# Smoked Chicken Cordon Bleu



## Ask-A-Butcher (Feb 7, 2008)

Tired of the same old boring chicken?? With just a little effort you can have a top notch meal like this 

I flattened the chicken breast with my hand after butterflying with a sharp knife.







I've sprinkled the breast with some Dizzy Dust and some ham & cheese that I had on hand. Use your imagination here.....your favorite seasoning, swiss or cheddar cheese, smoked ham or prosciutto, etc...the sky is the limit here.






I have carefully rolled up the breast, not too tight or the ham & cheese will squish out. I've tied them, again not too tight, with some butcher's twine. Note:food netting would work great for this!






Time for more Dizzy Dust, some EVOO (extra virgin olive oil) and I topped it off with some crumbled garlic/parmesan Pita chips. 






They went on the grill indirect at 375° for approximately 40 minutes. I added just a touch of pecan wood for extra flavor.

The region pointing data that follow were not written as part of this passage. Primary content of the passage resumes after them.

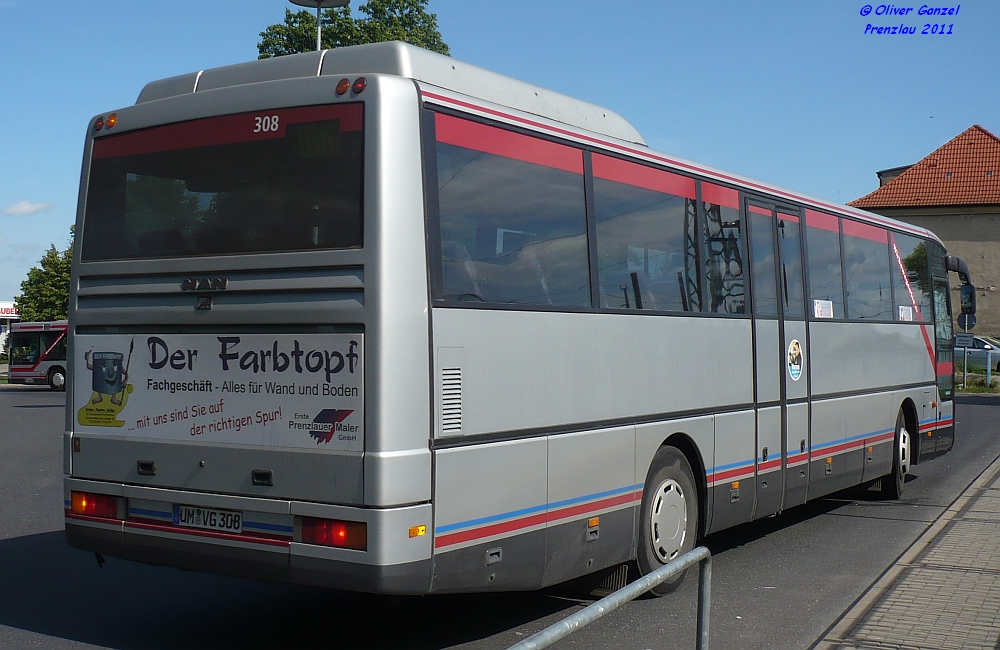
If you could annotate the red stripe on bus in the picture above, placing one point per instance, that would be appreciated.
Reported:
(769, 465)
(724, 196)
(731, 473)
(490, 139)
(920, 232)
(822, 220)
(225, 129)
(532, 520)
(583, 508)
(630, 173)
(864, 231)
(837, 449)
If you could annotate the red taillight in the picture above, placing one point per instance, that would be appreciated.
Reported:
(341, 534)
(94, 505)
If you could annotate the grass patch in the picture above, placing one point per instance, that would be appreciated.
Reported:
(976, 383)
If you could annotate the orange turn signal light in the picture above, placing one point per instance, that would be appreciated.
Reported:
(94, 505)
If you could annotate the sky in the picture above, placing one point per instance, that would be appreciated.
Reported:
(791, 93)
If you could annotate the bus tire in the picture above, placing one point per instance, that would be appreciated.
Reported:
(668, 524)
(892, 483)
(57, 379)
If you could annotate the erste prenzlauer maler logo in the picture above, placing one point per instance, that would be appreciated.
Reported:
(325, 423)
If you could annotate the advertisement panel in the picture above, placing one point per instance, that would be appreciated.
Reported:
(276, 390)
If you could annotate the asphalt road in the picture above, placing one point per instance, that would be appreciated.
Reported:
(778, 583)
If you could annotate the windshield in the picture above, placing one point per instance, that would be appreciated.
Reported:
(24, 349)
(280, 180)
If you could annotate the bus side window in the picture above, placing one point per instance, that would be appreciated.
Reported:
(790, 271)
(725, 257)
(512, 216)
(866, 254)
(646, 252)
(765, 292)
(826, 286)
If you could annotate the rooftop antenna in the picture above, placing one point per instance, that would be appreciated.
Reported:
(320, 4)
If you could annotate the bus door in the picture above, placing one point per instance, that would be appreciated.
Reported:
(795, 359)
(769, 377)
(780, 348)
(941, 436)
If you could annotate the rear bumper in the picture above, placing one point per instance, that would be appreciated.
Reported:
(393, 563)
(26, 379)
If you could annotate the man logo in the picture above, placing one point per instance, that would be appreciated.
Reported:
(204, 284)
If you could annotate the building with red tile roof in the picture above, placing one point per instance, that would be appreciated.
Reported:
(955, 192)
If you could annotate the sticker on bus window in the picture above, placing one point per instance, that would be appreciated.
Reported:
(795, 360)
(822, 308)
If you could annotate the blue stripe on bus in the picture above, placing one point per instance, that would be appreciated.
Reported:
(534, 509)
(151, 513)
(261, 526)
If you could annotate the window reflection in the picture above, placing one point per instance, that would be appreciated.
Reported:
(511, 231)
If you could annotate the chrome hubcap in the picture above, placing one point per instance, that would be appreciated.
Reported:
(668, 520)
(904, 451)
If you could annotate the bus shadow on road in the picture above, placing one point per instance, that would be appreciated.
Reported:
(746, 533)
(51, 589)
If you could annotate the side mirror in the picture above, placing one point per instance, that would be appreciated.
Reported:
(968, 299)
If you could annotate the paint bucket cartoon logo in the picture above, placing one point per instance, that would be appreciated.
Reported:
(795, 360)
(110, 388)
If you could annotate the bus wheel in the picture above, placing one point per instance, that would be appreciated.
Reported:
(892, 483)
(669, 519)
(57, 379)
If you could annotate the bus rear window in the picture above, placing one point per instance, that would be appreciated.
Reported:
(264, 182)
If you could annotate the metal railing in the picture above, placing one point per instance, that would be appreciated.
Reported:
(591, 613)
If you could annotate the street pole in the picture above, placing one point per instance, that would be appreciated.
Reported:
(320, 4)
(319, 30)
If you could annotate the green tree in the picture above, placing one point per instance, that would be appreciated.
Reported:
(45, 293)
(385, 20)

This tasted just as good as it looked  Chicken Cordon Bleu, copper carrots, steamed asparagus and some fresh tomato salad. A Lindeman's Chardonnay rounded out the meal.


----------



## LadyCook61 (Feb 7, 2008)

that certainly looks yummy. what is dizzy dust?


----------



## texasgirl (Feb 7, 2008)

OH YUMMY!!! That looks absolutely delicious!! Good job!

Is this dizzy dust?


----------



## Ask-A-Butcher (Feb 7, 2008)

texasgirl said:


> OH YUMMY!!! That looks absolutely delicious!! Good job!
> 
> Is this dizzy dust?



That is it


----------



## john a (Feb 8, 2008)

Looks might good Mr Butcher


----------



## babetoo (Feb 8, 2008)

*chicken*

that looks just wonderful. where do u live? i am coming for dinner. lol


babe


----------



## Bacardi (Mar 1, 2008)

An alternative to butterflying and tying is to use a parring knife to make the smallest possible incision.  Once you get the blade deep into the meat, rotate it back and forth which slices the inner meat but does not increase the incision point.


----------



## LadyCook61 (Mar 2, 2008)

Ask-A-Butcher said:


> That is it


ooh that is dizzy dust !


----------